The Hensel Formation is one of the few dominantly terrestrial Cretaceous units in Central Texas and provides the unique opportunity to investigate paleoclimate archives preserved in paleosols in this area prior to the Cretaceous thermal maximum. Bulk sedimentary organic carbon isotopes, carbonate isotopes (δ¹³C, δ¹⁸O, and Δ₄₇ ) of paleosol carbonates, and major element geochemistry were utilized to estimate paleotemperature, paleoprecipitation, pCO₂, and to correlate the δ¹³C values in the Hensel Formation to existing carbon isotope chemostratigraphic records. Organic C isotope values range from -28.15‰ to -19.62‰ vs. VPDB. Carbonate oxygen isotope values range from about -4.97‰ to +0.23‰ vs. VPDB and carbonate carbon isotope values range from -8.29‰ to -5.04‰ vs.
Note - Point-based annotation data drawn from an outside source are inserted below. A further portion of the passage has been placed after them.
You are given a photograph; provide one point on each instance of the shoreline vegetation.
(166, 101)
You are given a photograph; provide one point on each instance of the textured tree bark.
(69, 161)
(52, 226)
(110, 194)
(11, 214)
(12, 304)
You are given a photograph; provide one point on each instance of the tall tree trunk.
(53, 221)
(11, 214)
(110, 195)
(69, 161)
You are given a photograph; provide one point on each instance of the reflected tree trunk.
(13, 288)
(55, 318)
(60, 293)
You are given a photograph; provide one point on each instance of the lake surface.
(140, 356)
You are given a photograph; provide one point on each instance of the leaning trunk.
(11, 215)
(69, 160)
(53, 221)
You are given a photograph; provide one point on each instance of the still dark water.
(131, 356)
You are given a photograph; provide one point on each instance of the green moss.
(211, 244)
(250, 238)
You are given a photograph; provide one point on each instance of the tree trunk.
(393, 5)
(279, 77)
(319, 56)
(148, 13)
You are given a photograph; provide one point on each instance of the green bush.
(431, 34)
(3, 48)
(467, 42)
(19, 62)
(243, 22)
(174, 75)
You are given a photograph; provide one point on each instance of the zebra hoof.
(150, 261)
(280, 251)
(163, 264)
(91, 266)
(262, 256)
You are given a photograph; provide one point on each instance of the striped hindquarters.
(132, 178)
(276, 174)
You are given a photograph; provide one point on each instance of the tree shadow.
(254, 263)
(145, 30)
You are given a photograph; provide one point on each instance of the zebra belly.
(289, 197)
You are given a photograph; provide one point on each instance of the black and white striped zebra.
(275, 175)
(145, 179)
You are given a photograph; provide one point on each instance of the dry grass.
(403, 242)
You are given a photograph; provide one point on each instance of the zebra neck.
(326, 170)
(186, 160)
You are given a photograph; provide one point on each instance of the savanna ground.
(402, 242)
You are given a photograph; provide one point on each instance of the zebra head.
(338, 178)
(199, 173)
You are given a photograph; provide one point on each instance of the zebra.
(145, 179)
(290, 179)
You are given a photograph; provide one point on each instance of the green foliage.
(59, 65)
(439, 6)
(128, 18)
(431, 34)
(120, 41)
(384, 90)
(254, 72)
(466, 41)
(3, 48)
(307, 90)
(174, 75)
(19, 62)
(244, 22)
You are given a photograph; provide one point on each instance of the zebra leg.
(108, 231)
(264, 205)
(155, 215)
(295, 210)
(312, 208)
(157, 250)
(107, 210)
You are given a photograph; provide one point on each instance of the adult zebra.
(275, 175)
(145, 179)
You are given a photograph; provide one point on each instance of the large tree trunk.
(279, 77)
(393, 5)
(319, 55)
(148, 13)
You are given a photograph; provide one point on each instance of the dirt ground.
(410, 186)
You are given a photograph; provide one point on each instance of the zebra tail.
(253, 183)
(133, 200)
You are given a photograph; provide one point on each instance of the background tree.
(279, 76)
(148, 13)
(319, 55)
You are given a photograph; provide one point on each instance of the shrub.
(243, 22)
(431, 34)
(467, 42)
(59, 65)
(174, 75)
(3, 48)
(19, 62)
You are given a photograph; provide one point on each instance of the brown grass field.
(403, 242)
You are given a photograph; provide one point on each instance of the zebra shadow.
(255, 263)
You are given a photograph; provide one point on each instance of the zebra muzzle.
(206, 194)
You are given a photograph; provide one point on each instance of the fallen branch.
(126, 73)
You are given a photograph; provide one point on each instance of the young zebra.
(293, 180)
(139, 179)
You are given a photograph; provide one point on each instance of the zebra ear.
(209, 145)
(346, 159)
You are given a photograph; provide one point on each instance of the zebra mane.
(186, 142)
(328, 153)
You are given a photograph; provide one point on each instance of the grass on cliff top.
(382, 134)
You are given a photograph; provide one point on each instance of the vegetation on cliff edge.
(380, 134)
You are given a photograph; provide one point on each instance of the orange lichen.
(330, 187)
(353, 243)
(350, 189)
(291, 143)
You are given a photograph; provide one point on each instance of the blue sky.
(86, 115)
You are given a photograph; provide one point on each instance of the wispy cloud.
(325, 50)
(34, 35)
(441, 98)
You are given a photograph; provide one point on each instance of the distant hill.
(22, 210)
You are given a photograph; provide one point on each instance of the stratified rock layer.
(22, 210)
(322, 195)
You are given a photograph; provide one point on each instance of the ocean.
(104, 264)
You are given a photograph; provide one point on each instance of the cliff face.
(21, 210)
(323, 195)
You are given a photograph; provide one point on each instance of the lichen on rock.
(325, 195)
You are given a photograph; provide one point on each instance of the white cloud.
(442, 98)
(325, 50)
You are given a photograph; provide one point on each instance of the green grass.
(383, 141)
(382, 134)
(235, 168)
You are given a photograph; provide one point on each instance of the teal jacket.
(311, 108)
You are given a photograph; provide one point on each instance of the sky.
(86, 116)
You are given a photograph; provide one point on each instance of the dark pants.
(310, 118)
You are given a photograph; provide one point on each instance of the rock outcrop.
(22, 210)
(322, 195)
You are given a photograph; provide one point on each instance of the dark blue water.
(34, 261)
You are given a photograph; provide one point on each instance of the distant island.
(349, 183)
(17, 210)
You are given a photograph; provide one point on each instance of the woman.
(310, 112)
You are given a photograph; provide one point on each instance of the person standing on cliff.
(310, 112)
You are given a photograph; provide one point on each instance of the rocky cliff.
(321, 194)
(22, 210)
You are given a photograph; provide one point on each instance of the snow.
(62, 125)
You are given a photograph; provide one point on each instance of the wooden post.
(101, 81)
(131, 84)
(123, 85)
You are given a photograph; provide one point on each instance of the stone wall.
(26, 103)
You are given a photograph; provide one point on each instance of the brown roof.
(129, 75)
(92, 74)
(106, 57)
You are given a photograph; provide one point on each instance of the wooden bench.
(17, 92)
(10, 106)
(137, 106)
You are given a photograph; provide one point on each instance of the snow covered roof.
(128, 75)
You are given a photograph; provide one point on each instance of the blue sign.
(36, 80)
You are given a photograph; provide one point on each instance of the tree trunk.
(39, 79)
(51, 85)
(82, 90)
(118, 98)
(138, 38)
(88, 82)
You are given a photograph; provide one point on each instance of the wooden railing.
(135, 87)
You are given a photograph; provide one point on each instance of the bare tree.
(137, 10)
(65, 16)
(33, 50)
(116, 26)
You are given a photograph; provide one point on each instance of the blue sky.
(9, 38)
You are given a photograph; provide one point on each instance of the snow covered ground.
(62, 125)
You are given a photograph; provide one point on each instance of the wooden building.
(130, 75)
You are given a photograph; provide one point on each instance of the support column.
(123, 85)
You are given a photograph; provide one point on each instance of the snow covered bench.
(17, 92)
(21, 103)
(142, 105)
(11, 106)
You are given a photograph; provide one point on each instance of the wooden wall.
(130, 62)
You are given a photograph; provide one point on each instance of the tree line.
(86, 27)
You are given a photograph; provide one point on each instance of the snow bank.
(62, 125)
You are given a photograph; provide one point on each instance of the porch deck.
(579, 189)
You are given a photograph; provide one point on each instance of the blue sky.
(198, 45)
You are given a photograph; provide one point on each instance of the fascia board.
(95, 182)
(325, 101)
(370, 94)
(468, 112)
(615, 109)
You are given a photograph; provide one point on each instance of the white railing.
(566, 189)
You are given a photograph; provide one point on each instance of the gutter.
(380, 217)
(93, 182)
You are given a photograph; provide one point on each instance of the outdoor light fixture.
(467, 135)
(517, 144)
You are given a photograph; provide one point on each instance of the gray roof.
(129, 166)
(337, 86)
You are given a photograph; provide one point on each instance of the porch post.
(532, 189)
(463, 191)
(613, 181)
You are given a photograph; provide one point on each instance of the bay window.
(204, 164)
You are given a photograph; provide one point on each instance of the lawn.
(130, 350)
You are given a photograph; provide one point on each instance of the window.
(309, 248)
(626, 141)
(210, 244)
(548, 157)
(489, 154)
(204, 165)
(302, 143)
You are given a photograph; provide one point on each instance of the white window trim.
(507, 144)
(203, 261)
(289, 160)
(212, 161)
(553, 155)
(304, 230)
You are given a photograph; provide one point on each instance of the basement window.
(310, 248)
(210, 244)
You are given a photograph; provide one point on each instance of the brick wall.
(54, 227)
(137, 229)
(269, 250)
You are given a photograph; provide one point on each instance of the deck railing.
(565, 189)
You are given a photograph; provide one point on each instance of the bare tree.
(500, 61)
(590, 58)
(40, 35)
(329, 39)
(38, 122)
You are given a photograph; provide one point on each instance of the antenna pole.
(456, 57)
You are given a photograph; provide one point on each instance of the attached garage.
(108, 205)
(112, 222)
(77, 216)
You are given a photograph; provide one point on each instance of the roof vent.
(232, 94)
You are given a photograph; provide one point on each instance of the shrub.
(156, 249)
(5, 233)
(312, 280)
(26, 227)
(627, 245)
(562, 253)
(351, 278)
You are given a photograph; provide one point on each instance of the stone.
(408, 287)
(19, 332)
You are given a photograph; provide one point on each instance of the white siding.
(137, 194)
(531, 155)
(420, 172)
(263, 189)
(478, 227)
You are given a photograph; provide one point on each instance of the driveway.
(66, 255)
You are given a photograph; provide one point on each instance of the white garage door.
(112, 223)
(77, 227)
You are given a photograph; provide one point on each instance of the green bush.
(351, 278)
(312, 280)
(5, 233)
VPDB. As expected, samples are on average primarily dominated by SiO₂, with other major element oxides in decreasing abundance including CaO, Al₂O₃, and MgO. Paleotemperature estimates were determined using the clumped isotope (Δ₄₇) paleothermometer and paleoprecipitation estmates were determined using the chemical index of alteration and its relationship to mean annual precipitation. Preliminary paleotemperature and paleoprecipitation data (ranging between 35 and 42°C and ~314mm/year on average) suggests a subtropical desert biome existed in Central Texas during the Albian Stage. The temperature estimates are also consistent with and overlap temperatures from coeval temperature estimates farther north in the Cedar Mountain Formation and Newark Canyon Formation (Suarez et al. 2020, GSL spec. pub. 507; Fetrow et al., 2020, AGU, EP026-03) consistent with a shallow latitudinal temperature gradient. The soil carbonate paleobarometer indicates a range of CO₂ concentration estimates from just under pre-industrial CO₂ concentrations to as much as ~5 times pre-industrial CO₂ concentrations. Refinement of paleosol paleobarometer variables will likely provide more constrained CO₂ estimates. This will contribute to ongoing community efforts to improve Phanerozoic CO₂ records.